Somewhat ironically, that all started by chance. After playing their first two shows, their third was booked for October 31, 2019. For those first two they’d worn all black in an attempt to be less conspicuous. After all, they were still finding their footing and their confidence. Then, for that Halloween gig, they decided to dress up.

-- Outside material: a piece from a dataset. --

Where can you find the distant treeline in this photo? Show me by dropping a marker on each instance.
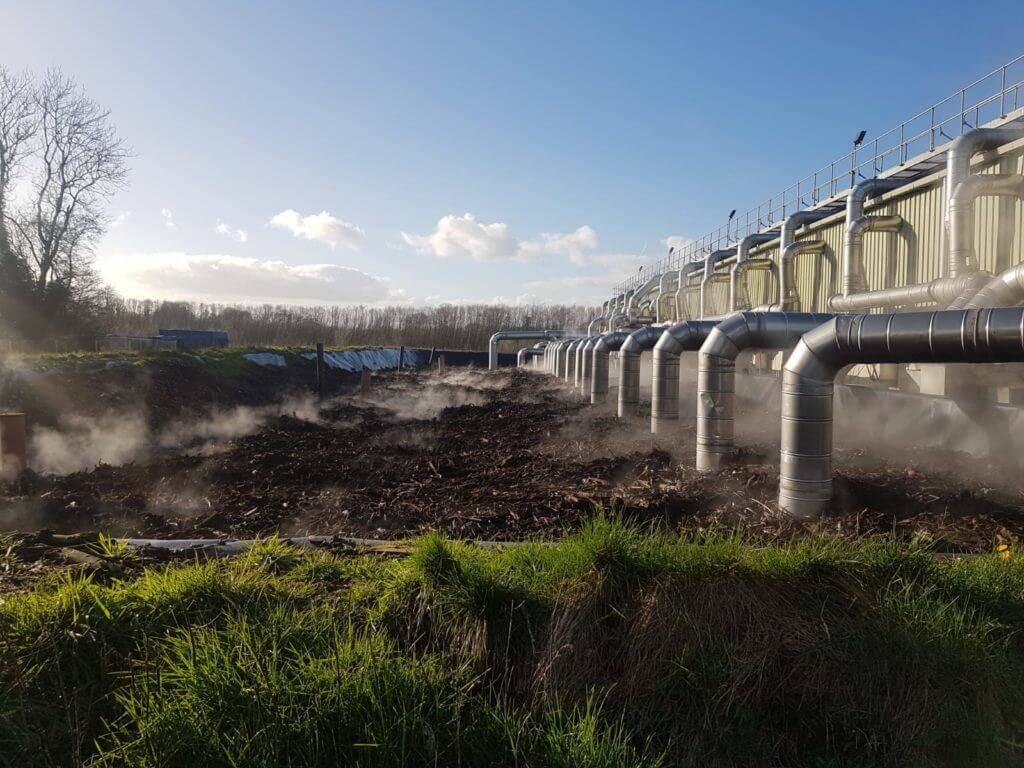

“It was so much fun,” remembers Riley. “And I felt everyone onstage sort of relax into their roles because they weren’t showing up as themselves. Our drummer at the time was not into metal at all – I’d worked with him on folk stuff – and he was like, ‘I feel like a poser up here.’ I was like, ‘Just don’t talk to anyone, and if they ask you about Sabbath, leave the room.’ So he was really into the costumes because it allowed him to play a character.”
The rest is history-in-the-making. After that gig, Riley wrote and devised the lore of The Realm and its characters, and they became a permanent, and intrinsic, part of the band’s identity. In 2024, they released debut album Into The Realm and – as the past six months have shown both the band and the world – things have snowballed ever since. And while they might now have a much-needed few months of nothingness, the future is looking incredibly bright.
First on the books after that rest and recuperation is opening up for Amon Amarth and Dethklok’s Amonklok co-headline US tour, which will see Castle Rat play the biggest stages of their career to date. For some people, that might be intimidating, but not for Riley.
What’s more, she’ll be playing those gigs sober. She stopped drinking five years ago, after partying too hard on her birthday “to a degree that was frightening and involved me vomiting up blood”. It wasn’t intended to be a permanent thing, but – in much the same way Castle Rat’s existence is a confluence of happy accidents and perfect timing – that’s just the way things worked out.
“The deal that I had with myself was that I wouldn’t drink until the pandemic was over and shows were back,” she says. “I couldn’t imagine getting onstage without a shot or two of whiskey and a cigarette as my vocal warm-up – what the fuck?! – because that was the only way I knew how to do it. But our first show back out of the pandemic was the day before my birthday. I was like, ‘Am I really going to end my sobriety one day shy of a year sober? That’s stupid.’ So I was like, ‘OK, maybe it’s worth seeing if I can do this sober. And if I can play this show sober, then I can pretty much do anything sober.’”
She’s more than proved that’s the case. For now, though, you’ll find her in upstate New York, hopefully defeating her post-tour anxiety by chasing mice, turning her house into a home, and making her Castle Rat dreams come true.
The Bestiary is out now via Blues Funeral Recordings. Castle Rat play Welcome To Rockville in May and Bloodstock Festival in August.